The distributions of annual calibration errors (solid gray line), annual residuals (dashed gray line), decadal calibration errors (solid black line), and the decadal residuals (dashed black line). All errors are described in GL.

3. Results

3.1. Comparison of Reconstructed and Naturalized Streamflow: 1892–1988

[37] The correlation between the annual (decadal) ensemble median reconstruction and naturalized River Murray streamflow over the 1892–1988 period was 0.48 (0.71), demonstrating that the reconstruction captures approximately 23% (50%) of the observed annual (decadal) variations (Figure 3).
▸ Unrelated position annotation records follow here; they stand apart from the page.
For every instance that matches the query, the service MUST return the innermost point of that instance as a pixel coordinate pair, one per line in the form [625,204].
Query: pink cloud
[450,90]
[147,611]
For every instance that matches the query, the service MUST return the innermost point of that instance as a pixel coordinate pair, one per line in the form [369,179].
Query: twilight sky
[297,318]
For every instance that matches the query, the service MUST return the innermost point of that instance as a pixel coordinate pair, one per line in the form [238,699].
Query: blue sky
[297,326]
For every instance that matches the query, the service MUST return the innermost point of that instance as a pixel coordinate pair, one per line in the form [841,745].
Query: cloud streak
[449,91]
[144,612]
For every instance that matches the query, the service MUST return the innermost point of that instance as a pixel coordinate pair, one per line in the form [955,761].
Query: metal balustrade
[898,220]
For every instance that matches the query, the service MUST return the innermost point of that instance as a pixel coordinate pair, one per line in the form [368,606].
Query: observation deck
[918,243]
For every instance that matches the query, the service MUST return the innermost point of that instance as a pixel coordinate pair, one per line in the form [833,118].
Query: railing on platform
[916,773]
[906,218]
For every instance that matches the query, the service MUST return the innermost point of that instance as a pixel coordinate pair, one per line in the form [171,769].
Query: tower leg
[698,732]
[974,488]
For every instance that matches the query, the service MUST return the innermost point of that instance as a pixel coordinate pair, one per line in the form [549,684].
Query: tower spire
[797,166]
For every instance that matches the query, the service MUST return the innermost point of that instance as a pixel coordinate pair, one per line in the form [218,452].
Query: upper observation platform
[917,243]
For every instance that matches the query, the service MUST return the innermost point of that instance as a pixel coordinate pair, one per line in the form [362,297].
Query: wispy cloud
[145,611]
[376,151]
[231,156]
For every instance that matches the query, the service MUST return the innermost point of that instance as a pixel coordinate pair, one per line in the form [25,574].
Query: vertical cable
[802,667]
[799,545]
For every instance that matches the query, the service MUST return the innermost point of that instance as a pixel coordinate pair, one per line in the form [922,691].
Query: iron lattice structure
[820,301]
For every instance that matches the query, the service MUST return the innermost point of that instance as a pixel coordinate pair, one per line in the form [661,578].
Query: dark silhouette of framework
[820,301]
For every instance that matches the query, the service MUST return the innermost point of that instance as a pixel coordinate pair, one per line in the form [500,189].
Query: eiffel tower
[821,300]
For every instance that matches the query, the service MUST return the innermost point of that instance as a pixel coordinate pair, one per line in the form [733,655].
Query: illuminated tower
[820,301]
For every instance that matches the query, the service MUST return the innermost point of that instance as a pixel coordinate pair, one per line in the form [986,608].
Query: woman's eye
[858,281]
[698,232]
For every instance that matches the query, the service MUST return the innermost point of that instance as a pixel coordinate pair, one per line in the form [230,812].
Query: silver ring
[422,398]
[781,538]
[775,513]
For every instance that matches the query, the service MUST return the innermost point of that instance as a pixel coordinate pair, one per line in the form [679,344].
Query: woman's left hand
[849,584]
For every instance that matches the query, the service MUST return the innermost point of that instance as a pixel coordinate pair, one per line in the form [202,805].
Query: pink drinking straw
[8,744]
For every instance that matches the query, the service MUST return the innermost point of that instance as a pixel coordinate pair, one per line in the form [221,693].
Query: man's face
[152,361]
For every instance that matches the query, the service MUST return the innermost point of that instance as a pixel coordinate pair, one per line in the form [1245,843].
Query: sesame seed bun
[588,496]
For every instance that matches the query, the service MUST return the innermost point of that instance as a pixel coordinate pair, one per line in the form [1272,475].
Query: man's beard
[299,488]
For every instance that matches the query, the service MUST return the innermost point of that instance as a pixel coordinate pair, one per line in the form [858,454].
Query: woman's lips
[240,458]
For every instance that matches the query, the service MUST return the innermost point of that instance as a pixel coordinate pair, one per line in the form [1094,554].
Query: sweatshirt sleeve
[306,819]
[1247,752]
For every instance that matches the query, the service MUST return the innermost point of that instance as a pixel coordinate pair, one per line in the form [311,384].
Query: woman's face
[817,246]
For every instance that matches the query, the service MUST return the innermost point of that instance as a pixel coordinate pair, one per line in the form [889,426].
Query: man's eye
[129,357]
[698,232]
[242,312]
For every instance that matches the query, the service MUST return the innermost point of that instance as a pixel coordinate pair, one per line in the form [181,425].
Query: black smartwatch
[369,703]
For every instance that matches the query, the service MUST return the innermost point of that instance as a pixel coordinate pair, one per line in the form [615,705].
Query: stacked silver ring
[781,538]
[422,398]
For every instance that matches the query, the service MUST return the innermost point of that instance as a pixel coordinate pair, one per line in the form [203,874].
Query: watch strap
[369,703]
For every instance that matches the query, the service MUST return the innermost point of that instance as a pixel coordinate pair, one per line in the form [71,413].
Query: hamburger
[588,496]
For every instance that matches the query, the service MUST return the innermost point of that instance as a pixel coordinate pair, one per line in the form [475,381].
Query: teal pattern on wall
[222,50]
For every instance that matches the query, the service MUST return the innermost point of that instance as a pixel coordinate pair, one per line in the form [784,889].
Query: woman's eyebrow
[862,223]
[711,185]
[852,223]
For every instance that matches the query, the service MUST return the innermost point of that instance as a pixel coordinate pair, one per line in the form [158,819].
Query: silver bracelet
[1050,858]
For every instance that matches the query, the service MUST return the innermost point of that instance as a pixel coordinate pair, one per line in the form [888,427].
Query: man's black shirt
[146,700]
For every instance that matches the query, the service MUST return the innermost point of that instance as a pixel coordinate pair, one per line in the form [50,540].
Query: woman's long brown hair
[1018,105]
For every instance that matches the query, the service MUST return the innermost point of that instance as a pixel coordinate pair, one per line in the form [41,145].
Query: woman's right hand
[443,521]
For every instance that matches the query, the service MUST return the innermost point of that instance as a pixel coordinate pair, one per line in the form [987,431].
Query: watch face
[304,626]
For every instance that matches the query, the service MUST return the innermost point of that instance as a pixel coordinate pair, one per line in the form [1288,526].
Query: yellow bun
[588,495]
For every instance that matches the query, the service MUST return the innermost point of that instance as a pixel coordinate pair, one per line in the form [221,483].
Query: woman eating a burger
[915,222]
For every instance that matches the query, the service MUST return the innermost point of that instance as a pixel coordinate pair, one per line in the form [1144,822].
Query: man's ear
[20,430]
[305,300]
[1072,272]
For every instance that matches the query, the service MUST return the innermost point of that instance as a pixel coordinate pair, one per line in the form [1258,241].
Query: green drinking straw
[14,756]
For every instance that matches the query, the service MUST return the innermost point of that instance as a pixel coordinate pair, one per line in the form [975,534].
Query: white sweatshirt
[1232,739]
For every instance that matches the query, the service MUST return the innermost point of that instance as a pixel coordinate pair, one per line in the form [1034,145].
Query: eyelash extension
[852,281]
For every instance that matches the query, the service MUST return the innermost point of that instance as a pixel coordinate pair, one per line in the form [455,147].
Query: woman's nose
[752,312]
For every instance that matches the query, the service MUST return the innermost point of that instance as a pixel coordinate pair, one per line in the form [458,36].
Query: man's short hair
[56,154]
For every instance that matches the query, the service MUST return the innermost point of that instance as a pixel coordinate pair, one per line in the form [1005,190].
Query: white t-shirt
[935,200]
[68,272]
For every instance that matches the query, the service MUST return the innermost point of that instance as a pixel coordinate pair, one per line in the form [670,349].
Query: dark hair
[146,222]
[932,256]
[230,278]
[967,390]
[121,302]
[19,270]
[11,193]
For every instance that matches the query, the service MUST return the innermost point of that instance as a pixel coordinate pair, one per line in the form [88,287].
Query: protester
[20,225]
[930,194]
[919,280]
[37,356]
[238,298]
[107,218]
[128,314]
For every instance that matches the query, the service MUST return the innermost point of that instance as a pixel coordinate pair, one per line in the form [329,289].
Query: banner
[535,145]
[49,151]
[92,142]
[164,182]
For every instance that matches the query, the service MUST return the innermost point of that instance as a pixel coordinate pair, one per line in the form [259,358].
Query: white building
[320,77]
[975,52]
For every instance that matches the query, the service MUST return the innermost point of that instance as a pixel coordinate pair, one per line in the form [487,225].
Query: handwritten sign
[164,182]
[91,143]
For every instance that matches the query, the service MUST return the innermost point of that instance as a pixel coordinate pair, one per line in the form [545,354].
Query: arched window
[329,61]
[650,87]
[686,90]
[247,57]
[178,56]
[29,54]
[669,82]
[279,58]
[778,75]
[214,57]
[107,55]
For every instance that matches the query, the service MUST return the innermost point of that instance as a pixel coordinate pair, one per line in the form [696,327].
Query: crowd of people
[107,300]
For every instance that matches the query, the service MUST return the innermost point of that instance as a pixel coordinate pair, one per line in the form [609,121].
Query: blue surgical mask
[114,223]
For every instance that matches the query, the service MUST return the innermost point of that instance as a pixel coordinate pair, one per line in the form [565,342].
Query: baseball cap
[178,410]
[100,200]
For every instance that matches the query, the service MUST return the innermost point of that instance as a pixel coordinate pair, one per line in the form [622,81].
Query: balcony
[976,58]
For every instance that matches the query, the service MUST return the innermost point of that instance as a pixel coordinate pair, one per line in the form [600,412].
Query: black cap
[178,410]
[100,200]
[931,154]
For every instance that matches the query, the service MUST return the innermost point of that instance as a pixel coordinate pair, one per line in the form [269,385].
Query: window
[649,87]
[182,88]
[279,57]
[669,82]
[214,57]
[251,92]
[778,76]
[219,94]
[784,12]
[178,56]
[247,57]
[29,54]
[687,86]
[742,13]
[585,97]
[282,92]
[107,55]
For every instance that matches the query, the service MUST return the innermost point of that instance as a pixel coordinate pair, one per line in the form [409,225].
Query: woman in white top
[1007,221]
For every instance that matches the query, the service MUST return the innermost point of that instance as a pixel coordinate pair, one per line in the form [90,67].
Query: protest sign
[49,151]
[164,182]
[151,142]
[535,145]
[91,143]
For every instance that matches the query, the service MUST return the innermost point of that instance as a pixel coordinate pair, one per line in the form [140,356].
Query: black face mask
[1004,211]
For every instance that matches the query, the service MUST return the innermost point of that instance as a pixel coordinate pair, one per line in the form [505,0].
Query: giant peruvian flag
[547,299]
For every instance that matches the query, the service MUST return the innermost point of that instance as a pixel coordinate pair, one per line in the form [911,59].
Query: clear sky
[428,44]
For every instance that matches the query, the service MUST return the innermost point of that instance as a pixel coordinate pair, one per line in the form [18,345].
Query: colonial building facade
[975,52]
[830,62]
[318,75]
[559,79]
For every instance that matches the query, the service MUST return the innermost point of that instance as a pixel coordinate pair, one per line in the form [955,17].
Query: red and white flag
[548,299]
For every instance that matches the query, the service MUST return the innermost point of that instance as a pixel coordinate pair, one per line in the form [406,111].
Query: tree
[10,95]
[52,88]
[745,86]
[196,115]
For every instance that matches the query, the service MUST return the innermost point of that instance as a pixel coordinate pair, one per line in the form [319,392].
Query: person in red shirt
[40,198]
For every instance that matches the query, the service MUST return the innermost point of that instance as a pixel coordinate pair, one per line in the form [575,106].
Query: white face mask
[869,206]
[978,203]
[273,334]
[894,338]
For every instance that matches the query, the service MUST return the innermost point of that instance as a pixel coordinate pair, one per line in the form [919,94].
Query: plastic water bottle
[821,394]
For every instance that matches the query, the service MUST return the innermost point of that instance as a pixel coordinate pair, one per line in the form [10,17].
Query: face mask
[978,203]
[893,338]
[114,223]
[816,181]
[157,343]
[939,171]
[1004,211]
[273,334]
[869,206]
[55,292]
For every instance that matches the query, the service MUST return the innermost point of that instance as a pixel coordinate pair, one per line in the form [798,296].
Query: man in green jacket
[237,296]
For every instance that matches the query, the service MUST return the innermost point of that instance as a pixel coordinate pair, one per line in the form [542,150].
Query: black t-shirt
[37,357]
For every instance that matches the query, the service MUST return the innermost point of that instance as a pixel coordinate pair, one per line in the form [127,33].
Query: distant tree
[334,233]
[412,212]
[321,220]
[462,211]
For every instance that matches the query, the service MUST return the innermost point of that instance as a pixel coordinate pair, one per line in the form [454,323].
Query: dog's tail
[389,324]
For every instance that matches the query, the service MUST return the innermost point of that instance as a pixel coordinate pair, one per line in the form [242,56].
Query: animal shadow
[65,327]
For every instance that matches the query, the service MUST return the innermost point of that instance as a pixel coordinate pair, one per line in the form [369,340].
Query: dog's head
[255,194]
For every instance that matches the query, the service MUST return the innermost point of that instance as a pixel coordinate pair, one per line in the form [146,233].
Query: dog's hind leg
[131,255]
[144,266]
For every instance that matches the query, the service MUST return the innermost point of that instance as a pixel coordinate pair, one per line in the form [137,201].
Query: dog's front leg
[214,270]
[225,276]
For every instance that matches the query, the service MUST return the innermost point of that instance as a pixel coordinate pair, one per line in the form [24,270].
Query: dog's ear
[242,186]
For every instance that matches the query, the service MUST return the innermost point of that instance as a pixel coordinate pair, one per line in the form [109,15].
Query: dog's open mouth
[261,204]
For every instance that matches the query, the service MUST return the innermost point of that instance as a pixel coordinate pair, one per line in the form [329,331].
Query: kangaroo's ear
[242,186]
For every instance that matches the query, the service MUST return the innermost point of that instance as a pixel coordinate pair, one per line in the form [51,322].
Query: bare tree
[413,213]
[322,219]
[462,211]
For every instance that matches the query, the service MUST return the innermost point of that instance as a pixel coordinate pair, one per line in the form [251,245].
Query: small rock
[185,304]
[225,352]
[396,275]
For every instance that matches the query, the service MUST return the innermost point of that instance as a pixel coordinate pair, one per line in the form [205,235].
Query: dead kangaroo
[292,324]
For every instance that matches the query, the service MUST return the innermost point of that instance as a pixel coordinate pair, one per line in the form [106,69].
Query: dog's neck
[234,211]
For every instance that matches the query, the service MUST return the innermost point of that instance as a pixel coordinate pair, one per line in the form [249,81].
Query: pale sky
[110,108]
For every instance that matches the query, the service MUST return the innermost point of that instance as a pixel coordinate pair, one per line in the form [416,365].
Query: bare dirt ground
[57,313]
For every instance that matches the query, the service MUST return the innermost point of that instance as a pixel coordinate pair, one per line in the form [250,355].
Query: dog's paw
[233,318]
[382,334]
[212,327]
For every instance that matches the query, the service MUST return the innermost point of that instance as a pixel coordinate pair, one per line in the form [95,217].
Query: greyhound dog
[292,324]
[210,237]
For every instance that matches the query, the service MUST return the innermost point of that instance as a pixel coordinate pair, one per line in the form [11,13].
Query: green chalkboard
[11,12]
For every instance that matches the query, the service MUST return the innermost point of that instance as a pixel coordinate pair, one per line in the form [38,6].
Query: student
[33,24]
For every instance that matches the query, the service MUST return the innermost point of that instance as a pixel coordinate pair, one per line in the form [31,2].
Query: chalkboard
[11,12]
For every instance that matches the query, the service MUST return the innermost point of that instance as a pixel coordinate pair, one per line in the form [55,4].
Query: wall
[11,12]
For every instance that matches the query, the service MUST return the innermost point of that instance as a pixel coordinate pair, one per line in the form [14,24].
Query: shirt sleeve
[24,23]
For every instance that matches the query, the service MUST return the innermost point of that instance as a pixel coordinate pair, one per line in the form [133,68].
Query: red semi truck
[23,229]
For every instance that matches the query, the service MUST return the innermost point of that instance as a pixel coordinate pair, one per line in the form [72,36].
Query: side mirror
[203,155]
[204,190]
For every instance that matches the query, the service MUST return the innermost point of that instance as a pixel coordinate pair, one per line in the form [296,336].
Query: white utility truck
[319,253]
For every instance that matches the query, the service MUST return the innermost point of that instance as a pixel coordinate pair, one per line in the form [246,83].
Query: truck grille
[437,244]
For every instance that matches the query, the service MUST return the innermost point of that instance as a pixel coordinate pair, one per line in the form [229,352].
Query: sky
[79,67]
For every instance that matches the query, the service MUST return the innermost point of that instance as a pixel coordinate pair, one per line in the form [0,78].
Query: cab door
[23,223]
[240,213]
[38] The network of remote proxies was unable to capture years with very large high-flow outliers (e.g., 1916–1917, 1955, and 1973) seen in Figure 6a. These outliers reflect the inability of the reconstruction to capture the right tail skew of the observed distribution despite applying a transform, evident in Figure 6b. Conversely, the streamflow reconstruction was highly representative of the lower half of the naturalized streamflow distribution, with the transformation retaining the leptokurtic tendencies. The asymmetry in the ability of the reconstruction to capture low and high flow is seen in Figure 6, where the scatter of the data is less for the lower portions of the distribution. The ability of the remote proxy network to better capture the low-flow years may be an indication that these episodes are more closely associated with large-scale climate variations across the Australasian region, while high-flow years may be associated with more localized hydroclimate variations that are inadequately captured by remote proxies.

Figure 6.

(a) The annual naturalized streamflow plotted against the median streamflow reconstruction, calculated as the median of the 10,000 member ensemble (in GL) and (b) the distribution of streamflow values for the observations (dash-dotted line) and the reconstruction (solid line). The observations have been slightly offset to distinguish the two histograms. Both plots were generated using data from 1892–1988.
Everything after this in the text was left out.